Magnolias, rhododendrons, Japanese anemones, and many other familiar presences in our gardens arrived from the edges of the known world between the 18th and 19th centuries, thanks to the adventurous spirit of the first “plant hunters.” Their expeditions were often far from incident-free. Botanist David Douglas disappeared in Hawaii, falling—or perhaps being pushed—into a pit dug to trap animals. George Forrest was captured and tortured in Yunnan, China; he eventually escaped, but the group accompanying him was massacred. The most infamous case is probably that of the Bounty, the Royal Navy ship tasked with transporting breadfruit trees from Tahiti to the British colonies in the West Indies. The voyage ended in mutiny: the seedlings were thrown overboard, and Captain William Bligh, chief gardener David Nelson, and sixteen others were abandoned in a lifeboat in the middle of the Pacific.

The travels of the only woman to make it into the historical record, Marianne North—who produced a vast and invaluable collection of botanical illustrations—were not marked by such hardships. Yet they remain extraordinary, especially for a “respectable” Victorian lady. North defied the conventions of her time, which expected women to marry, avoid solo travel, and remain excluded from the world of science. She lived with her father, a member of the British Parliament, until the age of forty, while her sisters married. After his death, she set out to paint the vegetation of distant lands, first traveling to the United States and Canada. But it was upon arriving in Jamaica that her journey truly began to flourish. She settled in a house within the former Botanical Gardens, rising at dawn to paint feverishly outdoors, surrounded by banana trees, palms, and orchids. Rainy afternoons were spent working indoors, only to head back out and return home at sunset.

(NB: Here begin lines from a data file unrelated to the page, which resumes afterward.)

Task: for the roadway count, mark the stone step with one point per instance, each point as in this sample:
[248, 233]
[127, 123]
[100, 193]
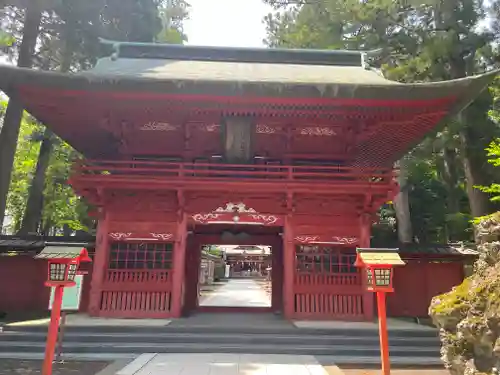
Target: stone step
[172, 337]
[249, 348]
[421, 332]
[426, 362]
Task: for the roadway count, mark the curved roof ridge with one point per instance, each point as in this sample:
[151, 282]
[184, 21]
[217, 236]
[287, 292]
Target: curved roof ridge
[238, 54]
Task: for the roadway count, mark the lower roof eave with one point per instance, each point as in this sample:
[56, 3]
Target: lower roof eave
[13, 78]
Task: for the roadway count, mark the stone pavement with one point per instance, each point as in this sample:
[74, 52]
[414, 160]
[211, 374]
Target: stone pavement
[238, 293]
[223, 364]
[423, 371]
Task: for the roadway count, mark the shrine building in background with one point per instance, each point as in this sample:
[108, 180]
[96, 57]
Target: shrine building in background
[292, 149]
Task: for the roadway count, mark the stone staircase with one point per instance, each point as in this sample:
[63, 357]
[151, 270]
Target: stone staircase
[223, 333]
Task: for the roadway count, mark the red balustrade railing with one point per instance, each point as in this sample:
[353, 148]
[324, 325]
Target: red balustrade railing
[339, 279]
[138, 276]
[214, 172]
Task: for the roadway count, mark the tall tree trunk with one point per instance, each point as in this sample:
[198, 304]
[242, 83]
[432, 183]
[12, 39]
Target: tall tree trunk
[450, 177]
[34, 207]
[473, 163]
[14, 112]
[402, 208]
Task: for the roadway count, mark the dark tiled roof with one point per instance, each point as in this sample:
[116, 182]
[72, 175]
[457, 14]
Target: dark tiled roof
[32, 243]
[435, 249]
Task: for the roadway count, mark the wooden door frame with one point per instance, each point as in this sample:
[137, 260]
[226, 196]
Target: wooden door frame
[195, 243]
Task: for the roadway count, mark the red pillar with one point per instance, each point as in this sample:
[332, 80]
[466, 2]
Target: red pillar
[55, 315]
[179, 267]
[364, 242]
[100, 265]
[288, 268]
[384, 340]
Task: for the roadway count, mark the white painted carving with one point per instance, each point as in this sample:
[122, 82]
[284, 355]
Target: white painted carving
[265, 129]
[203, 218]
[316, 130]
[162, 236]
[345, 240]
[268, 219]
[211, 128]
[119, 235]
[235, 207]
[158, 126]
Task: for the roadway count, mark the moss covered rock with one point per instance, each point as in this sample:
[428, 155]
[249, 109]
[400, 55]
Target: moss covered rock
[469, 316]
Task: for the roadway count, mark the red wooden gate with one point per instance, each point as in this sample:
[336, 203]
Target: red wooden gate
[138, 280]
[327, 284]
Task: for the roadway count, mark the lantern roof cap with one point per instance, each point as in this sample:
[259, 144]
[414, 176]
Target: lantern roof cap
[62, 252]
[374, 257]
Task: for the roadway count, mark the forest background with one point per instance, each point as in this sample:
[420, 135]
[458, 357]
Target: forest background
[446, 181]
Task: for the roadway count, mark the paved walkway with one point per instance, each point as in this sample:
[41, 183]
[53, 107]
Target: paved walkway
[223, 364]
[238, 293]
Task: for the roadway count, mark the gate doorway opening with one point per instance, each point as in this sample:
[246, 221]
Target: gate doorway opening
[235, 275]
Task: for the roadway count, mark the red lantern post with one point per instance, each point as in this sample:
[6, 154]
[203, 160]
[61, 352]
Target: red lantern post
[63, 265]
[378, 265]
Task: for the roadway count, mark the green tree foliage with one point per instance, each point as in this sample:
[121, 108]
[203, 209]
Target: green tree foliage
[419, 41]
[68, 40]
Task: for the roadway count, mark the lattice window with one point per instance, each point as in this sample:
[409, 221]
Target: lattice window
[324, 259]
[140, 256]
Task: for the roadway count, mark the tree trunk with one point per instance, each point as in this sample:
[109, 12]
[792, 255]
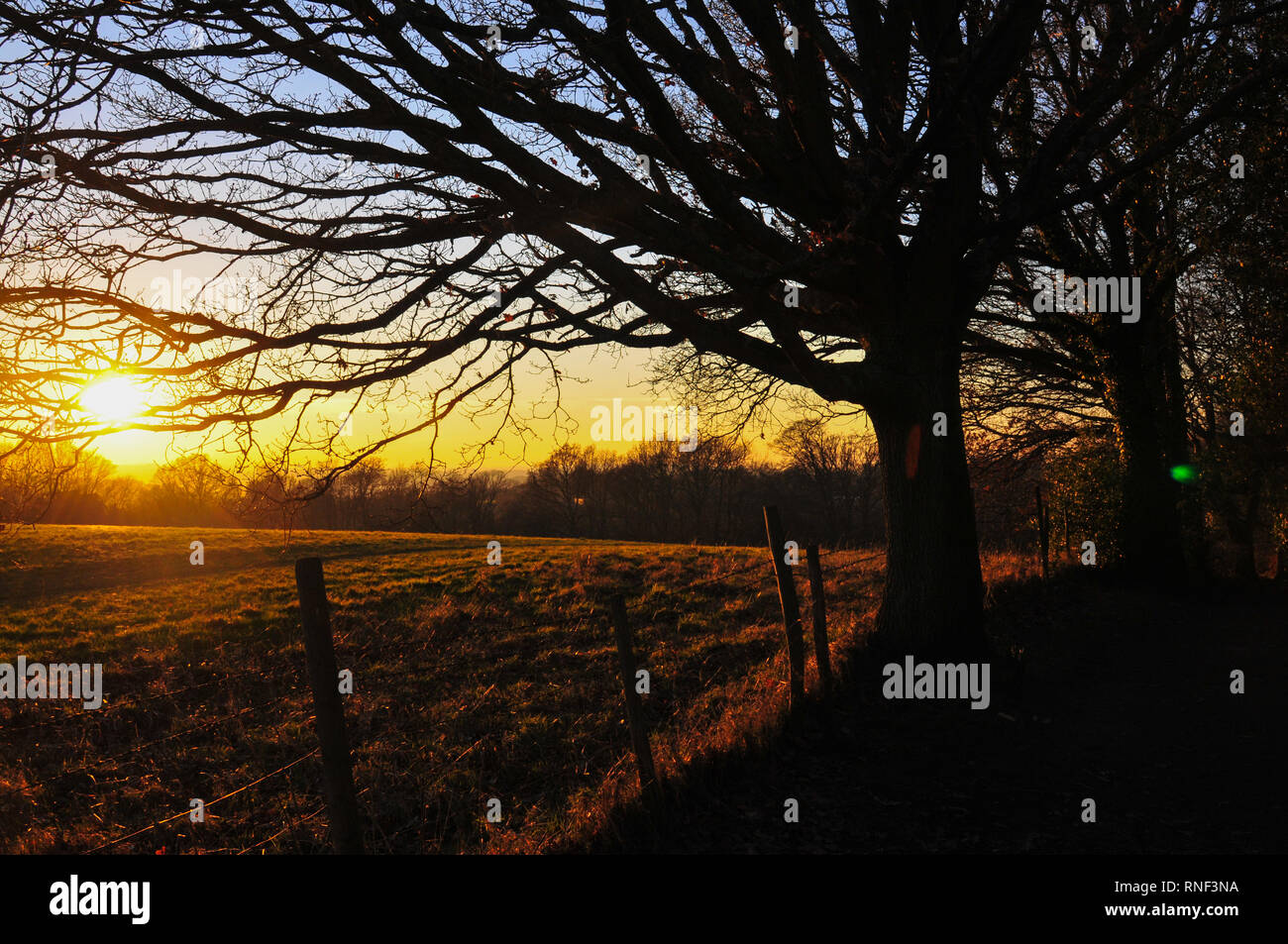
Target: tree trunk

She lived for a time in a hut in the Brazilian rainforest, and explored Tenerife, Japan, Borneo, Singapore, Sri Lanka, Java, and India. On Charles Darwin’s suggestion, she visited Australia and New Zealand. Then the Seychelles, South Africa, and Chile. She loved being alone in the wilderness, had little patience for social obligations, and, though raised amid the comforts of high society, preferred to travel without luxuries and stay in modest shelters. Today, her paintings can be seen at Kew Gardens, about ten kilometers southwest of London, inside a gallery that Marianne North had built at her own expense. Crowded edge to edge until every centimeter of wall space is covered, they are arranged by geographical area exactly as they were at the time of the gallery’s inauguration, in 1882. In an era when color photography did not exist, these paintings provided precious scientific documentation. North did not isolate single specimens against neutral backgrounds, as tradition dictated: she painted entire ecosystems, capturing the atmosphere of natural habitats. She was documenting a world already vanishing. Many of the species she depicted are now extinct. Among the survivors is Kniphofia northiae—one of the plants that bears her name: with its showy torch-like inflorescence and exceptional drought resistance, it is currently experiencing an unprecedented surge in popularity.